I've written in the past about how Microsoft, by periodically changing the internal format of Office files, has denied me the use of documents that I created in the past and would very much like to use today. As for the old files, my current MS Office apps are worthless - money down the drain. Were I to continue using Office this "document stranding" would likely occur again and again. The value is in the data, not in the apps. I no longer use MS Office. I only use apps that work with standard, non-proprietary formats that I can use with any of a wide variety of apps.

The concepts of separating apps from data and of choosing data formats that are durable (can last for decades and still be accessed and used) are behind the sudden popularity of cloud services like iCloud, Dropbox, and SugarSync. People no longer want to be tied to a specific machine and a specific proprietary app. They want to be able to open their photos in their favorite image editor, use the images in documents and slide presentations, email them etc. using any computer they choose.

This way of using personal computers is an example of a modular approach. Various data sources - some private and some public - reside in various locations coupled with an assortment of application modules, which access one or more of your data sources. The phenomenal success of the iPad is due in part to the availability of 700,000 application modules and cloud services.

Anyone who uses a cloud service or a tablet has working knowledge, whether explicit or implicit, of what a modular system is. Some of these people (perhaps you) then go to work and participate in buying and using EHRs that violate practically every principle of modularity.

You probably don't have a modular EHR. You can't buy them today although you could simulate one. To create a modular EHR as a product offering, a developer would have had to break the 50-year-old mold from which EHRs are cast and start from scratch by focusing on the medical information itself and formulating a clear idea of who needs it, what they intend to do with it now, what ways it might be reused in the future, and the time span that future implies.

Modular refers to a system composed of separate modules, each with clearly defined functional goals and distinct boundaries separating their concerns from those of other modules. Most organizations wish for a single, integrated, do-everything-for-everyone system. There is a price to be paid (pun intended). Each year the EHR sprouts additional integrated "features" in response to "user demand." Since the modules have internal connections, the complexity of the overall system increases geometrically until, at some point, it becomes unmanageable.

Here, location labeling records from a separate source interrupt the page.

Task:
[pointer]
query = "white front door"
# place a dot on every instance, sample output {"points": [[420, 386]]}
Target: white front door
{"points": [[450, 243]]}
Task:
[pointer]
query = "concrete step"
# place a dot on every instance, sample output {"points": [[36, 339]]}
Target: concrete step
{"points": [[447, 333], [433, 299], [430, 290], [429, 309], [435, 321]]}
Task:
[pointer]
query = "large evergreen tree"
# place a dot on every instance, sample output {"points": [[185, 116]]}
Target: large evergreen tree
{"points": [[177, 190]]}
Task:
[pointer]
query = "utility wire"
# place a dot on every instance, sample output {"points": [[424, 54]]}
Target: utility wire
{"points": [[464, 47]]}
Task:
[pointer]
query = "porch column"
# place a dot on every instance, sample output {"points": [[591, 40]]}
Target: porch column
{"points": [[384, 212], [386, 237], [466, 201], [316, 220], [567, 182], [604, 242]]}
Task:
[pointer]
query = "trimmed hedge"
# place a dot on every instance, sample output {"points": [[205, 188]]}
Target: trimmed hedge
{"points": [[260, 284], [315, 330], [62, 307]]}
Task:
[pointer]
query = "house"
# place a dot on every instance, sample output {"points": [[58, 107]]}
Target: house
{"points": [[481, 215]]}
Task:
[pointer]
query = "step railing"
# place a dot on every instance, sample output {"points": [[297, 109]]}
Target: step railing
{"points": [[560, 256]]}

This is an argument for starting small, adding functions gradually and separating functions that do not share concerns. This requires that data is treated as your sharable resource, not the property of a particular vendor's product. For a technical but cogent explanation of this principle, slog through Rich Hickey's video discussing functional databases. You will also get a glimpse of just how far behind health IT is when compared with the outside world.